1. Incorrect or incomplete patient identifying information.

This can be from any number of required identifying information missing from claims. Dates of birth, patients name miss spelled or not matching, incorrect social security number, transposed, missing or incorrect ID number or subscriber number.

The best way to avoid incorrect or missing patient identifying information is to verify all information from the patient at time of service. Make copies of the patients ID cards from their insurance carriers. It is also best to have a copy of their state issued identification card (drivers license, ID card, etc.) or federal identification (passport). Have copies of the identifying information will ensure proper spelling and correct entry of patients information.


2. Coverage terminated.

With the changing economy and Healthcare Reform, more and more employers and patients are changing health plans more frequently. Always verify patients insurance card information and that it is still current. If possible, verify benefits with the insurance carrier prior to rendering services.


3. Services not covered/Require prior authorization.

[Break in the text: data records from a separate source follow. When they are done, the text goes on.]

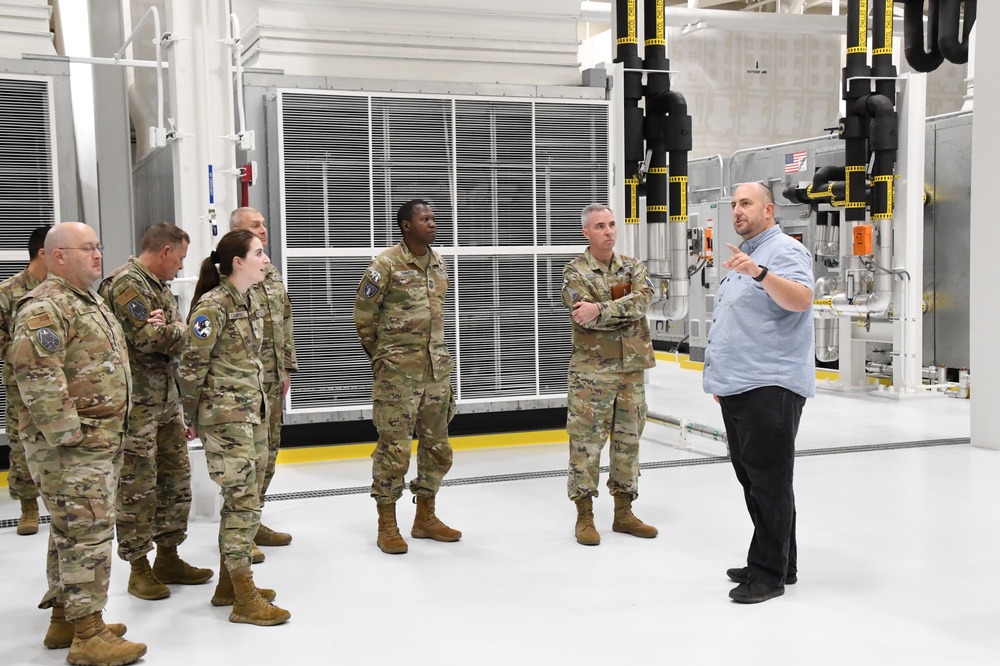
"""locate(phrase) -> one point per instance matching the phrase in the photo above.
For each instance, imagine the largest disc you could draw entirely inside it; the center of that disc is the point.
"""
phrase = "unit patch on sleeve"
(202, 327)
(48, 339)
(138, 310)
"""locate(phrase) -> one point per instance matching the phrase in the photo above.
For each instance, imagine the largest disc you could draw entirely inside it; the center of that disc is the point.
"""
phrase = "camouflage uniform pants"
(78, 485)
(154, 491)
(237, 455)
(19, 482)
(603, 404)
(274, 401)
(399, 406)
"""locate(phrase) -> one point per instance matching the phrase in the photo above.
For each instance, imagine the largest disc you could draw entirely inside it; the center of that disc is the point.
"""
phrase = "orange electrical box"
(862, 240)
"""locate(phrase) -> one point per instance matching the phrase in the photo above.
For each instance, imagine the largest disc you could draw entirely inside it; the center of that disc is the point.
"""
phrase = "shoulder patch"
(38, 321)
(48, 339)
(202, 327)
(127, 296)
(138, 310)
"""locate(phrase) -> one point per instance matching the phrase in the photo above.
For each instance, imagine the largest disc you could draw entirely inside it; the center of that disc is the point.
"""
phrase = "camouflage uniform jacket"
(278, 352)
(220, 371)
(399, 314)
(618, 339)
(11, 291)
(70, 360)
(132, 292)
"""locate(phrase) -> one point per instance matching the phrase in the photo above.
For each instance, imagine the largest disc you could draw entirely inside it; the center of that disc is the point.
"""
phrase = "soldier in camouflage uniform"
(277, 355)
(399, 314)
(221, 381)
(608, 295)
(22, 488)
(154, 492)
(70, 362)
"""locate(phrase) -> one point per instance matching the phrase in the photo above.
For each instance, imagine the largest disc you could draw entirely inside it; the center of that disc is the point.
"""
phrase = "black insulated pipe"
(954, 49)
(655, 128)
(854, 127)
(921, 58)
(679, 143)
(627, 53)
(883, 139)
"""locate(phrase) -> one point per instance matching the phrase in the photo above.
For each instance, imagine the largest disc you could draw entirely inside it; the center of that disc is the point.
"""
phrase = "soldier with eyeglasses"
(70, 362)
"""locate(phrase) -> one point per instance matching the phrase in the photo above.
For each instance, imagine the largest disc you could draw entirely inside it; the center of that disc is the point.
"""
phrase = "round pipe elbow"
(669, 309)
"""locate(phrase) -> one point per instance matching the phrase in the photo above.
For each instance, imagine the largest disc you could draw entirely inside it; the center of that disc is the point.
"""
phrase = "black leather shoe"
(740, 575)
(754, 591)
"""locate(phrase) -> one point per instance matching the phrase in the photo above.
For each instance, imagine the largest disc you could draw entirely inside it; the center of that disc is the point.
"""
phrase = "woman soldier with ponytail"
(224, 404)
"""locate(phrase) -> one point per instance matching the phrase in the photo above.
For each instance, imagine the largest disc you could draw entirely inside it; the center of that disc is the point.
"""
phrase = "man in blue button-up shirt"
(759, 366)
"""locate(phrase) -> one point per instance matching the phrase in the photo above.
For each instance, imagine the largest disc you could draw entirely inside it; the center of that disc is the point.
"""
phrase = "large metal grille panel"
(507, 179)
(27, 178)
(27, 192)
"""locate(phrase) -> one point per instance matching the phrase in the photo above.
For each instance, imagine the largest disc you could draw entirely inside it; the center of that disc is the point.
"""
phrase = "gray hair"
(590, 210)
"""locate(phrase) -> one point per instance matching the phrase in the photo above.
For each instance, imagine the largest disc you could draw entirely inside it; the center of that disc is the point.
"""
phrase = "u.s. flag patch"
(795, 162)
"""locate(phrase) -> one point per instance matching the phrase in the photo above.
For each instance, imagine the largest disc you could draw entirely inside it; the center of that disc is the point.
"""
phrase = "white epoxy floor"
(897, 560)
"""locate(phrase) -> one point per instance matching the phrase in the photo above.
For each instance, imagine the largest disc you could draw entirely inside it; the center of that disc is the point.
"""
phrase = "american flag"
(795, 162)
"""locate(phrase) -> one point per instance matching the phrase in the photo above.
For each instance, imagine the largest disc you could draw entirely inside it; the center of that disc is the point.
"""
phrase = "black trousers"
(761, 425)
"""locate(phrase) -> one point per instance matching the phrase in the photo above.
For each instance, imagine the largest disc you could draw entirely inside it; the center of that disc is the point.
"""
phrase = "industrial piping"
(627, 53)
(869, 128)
(667, 130)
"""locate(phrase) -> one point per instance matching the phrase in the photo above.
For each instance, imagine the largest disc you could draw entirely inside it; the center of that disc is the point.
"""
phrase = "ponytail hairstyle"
(232, 245)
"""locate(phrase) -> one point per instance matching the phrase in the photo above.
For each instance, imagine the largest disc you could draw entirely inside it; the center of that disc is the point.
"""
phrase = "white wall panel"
(444, 40)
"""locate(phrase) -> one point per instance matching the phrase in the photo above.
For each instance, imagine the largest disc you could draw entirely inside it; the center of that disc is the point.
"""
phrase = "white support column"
(201, 103)
(908, 236)
(984, 315)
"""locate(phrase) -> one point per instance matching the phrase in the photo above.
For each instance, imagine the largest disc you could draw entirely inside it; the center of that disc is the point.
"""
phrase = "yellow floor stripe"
(304, 454)
(462, 443)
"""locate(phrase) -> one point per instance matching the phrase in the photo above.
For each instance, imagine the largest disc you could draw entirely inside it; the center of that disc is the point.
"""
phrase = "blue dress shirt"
(753, 341)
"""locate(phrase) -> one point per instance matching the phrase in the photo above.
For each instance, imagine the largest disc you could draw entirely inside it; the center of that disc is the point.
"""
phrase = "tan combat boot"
(224, 593)
(268, 537)
(250, 607)
(426, 525)
(169, 568)
(143, 584)
(94, 645)
(389, 539)
(60, 633)
(586, 533)
(28, 522)
(626, 522)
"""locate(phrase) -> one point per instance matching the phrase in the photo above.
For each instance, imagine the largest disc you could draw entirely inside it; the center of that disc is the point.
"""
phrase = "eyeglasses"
(89, 248)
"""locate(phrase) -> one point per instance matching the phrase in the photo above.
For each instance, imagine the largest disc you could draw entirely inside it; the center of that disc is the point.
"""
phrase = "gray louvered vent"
(27, 180)
(27, 198)
(507, 179)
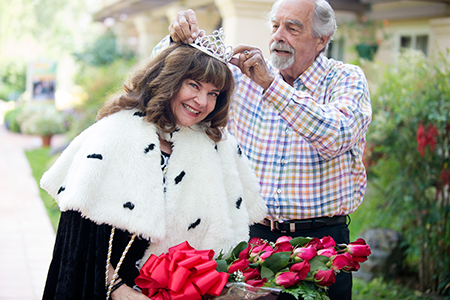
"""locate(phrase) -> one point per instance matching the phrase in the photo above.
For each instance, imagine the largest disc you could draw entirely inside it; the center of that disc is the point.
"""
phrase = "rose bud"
(324, 277)
(302, 269)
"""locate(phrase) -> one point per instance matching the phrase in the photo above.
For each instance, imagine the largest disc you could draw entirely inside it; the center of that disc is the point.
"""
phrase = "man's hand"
(184, 27)
(251, 62)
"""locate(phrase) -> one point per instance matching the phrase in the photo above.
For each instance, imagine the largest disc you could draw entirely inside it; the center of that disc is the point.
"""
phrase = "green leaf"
(318, 263)
(235, 253)
(222, 265)
(277, 261)
(267, 273)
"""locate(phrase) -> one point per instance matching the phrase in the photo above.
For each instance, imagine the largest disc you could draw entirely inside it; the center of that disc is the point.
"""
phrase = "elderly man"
(301, 119)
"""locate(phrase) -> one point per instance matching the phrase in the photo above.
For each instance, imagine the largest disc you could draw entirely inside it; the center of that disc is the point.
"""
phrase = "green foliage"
(12, 81)
(104, 51)
(40, 161)
(11, 119)
(42, 120)
(306, 292)
(380, 289)
(408, 160)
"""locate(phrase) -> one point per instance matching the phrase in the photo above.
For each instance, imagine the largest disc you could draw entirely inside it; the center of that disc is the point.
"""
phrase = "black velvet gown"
(77, 270)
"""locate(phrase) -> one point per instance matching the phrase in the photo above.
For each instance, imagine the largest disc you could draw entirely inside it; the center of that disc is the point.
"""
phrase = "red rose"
(328, 242)
(250, 274)
(305, 253)
(286, 279)
(324, 277)
(257, 282)
(328, 252)
(283, 245)
(342, 262)
(302, 269)
(238, 265)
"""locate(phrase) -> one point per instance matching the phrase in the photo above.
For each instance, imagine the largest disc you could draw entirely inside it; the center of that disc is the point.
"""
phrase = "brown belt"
(296, 225)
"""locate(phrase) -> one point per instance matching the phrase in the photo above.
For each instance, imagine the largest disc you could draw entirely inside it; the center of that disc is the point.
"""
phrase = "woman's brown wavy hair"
(152, 88)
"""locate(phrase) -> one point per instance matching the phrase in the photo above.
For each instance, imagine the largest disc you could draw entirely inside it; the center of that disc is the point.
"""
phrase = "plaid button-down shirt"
(306, 142)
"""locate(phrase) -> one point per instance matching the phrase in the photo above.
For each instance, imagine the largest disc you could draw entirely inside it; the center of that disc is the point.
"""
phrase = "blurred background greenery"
(408, 142)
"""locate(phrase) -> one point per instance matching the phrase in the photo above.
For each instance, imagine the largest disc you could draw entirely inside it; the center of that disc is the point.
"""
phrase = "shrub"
(408, 160)
(42, 120)
(11, 120)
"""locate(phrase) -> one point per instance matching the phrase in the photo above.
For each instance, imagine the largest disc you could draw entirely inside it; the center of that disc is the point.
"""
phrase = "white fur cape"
(111, 173)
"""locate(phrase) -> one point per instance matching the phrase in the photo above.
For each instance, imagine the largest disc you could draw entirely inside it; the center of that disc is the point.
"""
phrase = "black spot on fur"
(239, 150)
(179, 177)
(61, 189)
(139, 114)
(195, 224)
(96, 156)
(149, 148)
(129, 205)
(238, 203)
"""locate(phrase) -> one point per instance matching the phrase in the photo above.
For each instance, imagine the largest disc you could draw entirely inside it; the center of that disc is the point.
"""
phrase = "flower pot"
(366, 51)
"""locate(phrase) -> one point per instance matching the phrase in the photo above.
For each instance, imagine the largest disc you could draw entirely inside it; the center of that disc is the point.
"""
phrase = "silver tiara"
(214, 45)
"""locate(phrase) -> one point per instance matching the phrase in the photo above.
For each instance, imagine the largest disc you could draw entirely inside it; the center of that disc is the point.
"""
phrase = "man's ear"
(322, 42)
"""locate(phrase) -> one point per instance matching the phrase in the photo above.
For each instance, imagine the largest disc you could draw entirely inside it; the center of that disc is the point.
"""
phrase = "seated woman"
(156, 169)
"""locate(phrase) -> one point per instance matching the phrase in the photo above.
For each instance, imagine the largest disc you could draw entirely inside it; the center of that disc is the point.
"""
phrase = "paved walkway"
(26, 235)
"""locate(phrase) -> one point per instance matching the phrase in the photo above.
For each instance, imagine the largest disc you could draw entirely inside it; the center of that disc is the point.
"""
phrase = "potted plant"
(44, 121)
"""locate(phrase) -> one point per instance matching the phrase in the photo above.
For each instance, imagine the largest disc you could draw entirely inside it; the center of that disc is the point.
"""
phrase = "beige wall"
(245, 22)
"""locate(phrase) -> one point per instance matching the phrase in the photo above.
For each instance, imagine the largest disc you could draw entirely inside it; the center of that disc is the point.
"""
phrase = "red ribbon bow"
(182, 273)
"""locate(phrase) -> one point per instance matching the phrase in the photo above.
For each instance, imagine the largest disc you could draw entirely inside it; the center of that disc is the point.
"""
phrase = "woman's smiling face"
(194, 102)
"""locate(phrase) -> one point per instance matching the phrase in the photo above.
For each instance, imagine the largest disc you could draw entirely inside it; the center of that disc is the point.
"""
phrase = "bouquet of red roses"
(303, 267)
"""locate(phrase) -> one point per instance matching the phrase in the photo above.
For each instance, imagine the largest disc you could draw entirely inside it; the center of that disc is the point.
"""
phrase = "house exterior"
(423, 25)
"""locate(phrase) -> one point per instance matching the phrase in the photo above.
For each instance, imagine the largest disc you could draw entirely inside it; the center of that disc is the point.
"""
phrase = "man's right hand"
(184, 27)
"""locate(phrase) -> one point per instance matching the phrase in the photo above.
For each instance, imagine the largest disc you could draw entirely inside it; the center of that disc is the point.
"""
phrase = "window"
(336, 49)
(418, 42)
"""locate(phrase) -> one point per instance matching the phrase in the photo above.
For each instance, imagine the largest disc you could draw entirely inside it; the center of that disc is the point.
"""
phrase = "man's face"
(292, 47)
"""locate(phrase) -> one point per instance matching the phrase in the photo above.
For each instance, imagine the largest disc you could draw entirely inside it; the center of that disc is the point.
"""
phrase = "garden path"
(26, 234)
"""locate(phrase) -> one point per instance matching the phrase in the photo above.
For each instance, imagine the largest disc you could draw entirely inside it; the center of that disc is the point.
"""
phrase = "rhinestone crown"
(214, 45)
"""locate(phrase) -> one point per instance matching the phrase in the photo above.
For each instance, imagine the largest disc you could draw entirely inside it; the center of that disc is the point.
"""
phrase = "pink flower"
(342, 262)
(328, 242)
(302, 269)
(286, 279)
(359, 250)
(238, 265)
(328, 252)
(305, 253)
(324, 277)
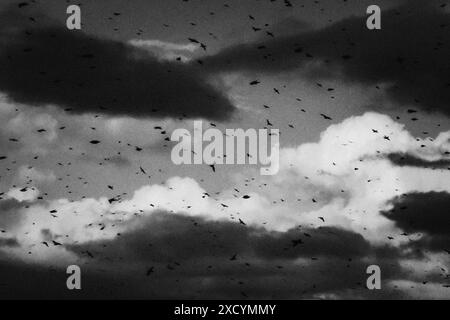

Like the first two, verifying patients coverage and that services are covered benefits or inquiring if services require authorization prior to rendering services, will help provider offices to avoid billing patients for non covered services. Most insurance carriers provide patients enrollment packets and manuals when they begin new coverage. expired sites . And although most carriers hold the patient liable for verifying if services/providers are covered, most time patients fail to do so.


Verifying patient identifying information, benefits, and coverage will help ensure accurate information for billing and quicker payment from payers.